Schlaglicht Corona (2): Eine haarige Sache

„Na, das sieht doch frisch geschnitten aus, da hinter den Ohren“ – wer hat sich in letzter Zeit nicht bei diesem lästerhaften Gedanken erwischt, etwa beim Anblick top gestylter Fußballprinzen in Großaufnahme, beim stets aufgeweckten Kollegen in der Videokonferenz oder einfach nur am Kühlregal.

Nachdem für lange Wochen fauler Sofadienst als oberste Bürgerpflicht galt, ist nun eine ungeniert zur Schau getragene Nackenmatte Ausdruck höchster Solidarität. Von Glück reden jene wenigen, die über gute Kontakte ins Friseurshandwerk verfügen. Die Wucht der allgemeinen moralischen Verurteilung vermag wohl am fein gezogenen Scheitel zu zerschellen. Aber bleibt das frisurentechnische Hippietum der großen Mehrheit wirklich ohne Folgen?

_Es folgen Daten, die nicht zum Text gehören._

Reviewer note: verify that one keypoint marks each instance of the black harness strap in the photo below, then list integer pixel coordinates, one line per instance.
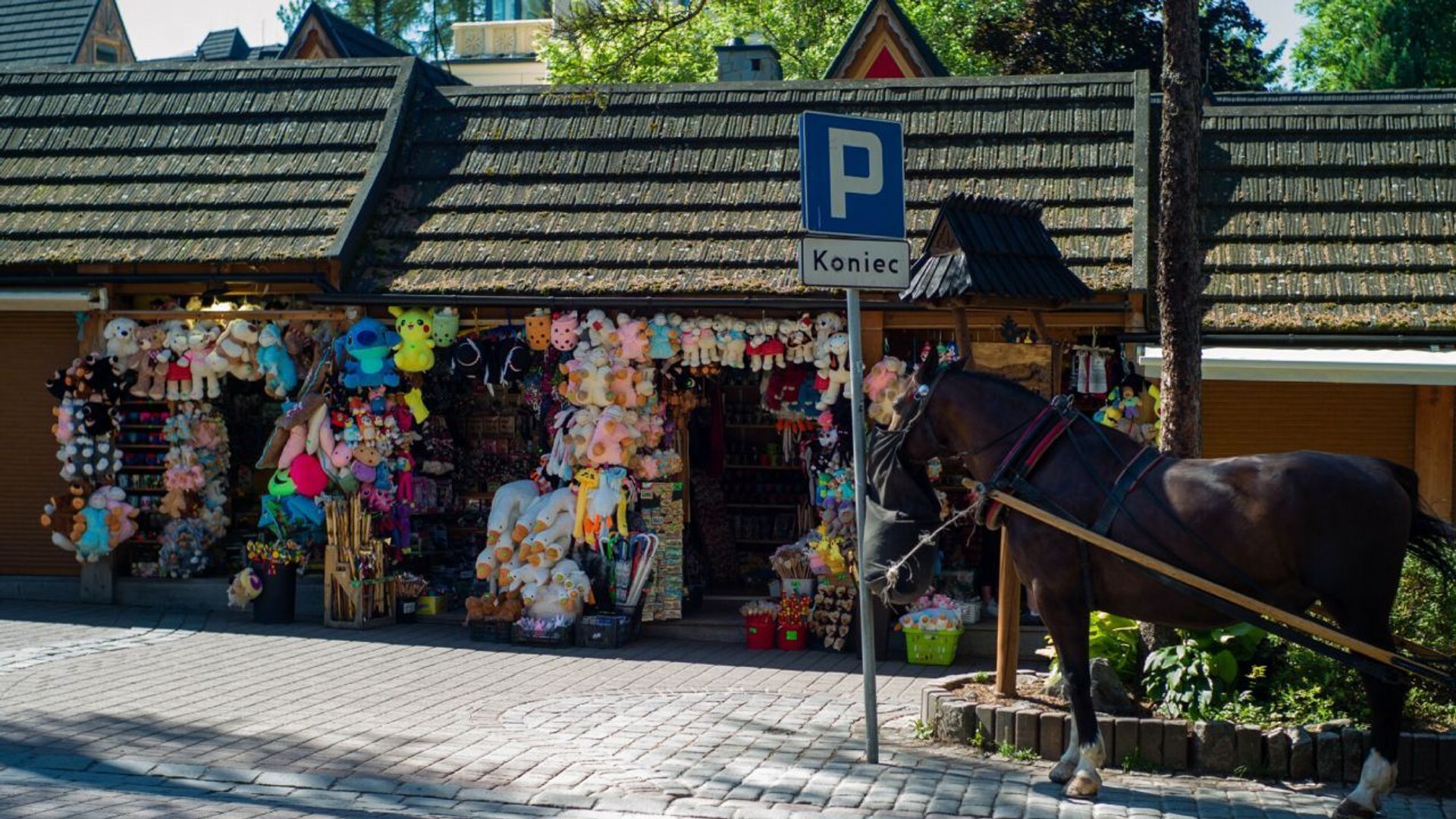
(1136, 469)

Nun genießt selbst bei reichlich uneitlen Zeitgenossen die Pflege der Haarpracht (beziehungsweise die Verwaltung ihres Schicksals) hohen Stellenwert. Dass die Frisurenfrage mehr ist als nur Haarspalterei, beweist ein Blick in die Geschichte: So errichteten die antiken Griechen Tribunale, um über das gepflegte Erscheinen der Bürgerschaft zu befinden. Zeitgleich waren in Rom geschäftstüchtige Liebesdamen an ihren besonders verlockenden Locken zu erkennen.

Es scheint also menschheitsgeschichtlich angelegt, dass das Haarwerk nicht bloß reines Privatvergnügen, sondern ein soziales Statement ist. Mit anderen Worten: Die Trimmung des Einzelnen liegt im Interesse aller.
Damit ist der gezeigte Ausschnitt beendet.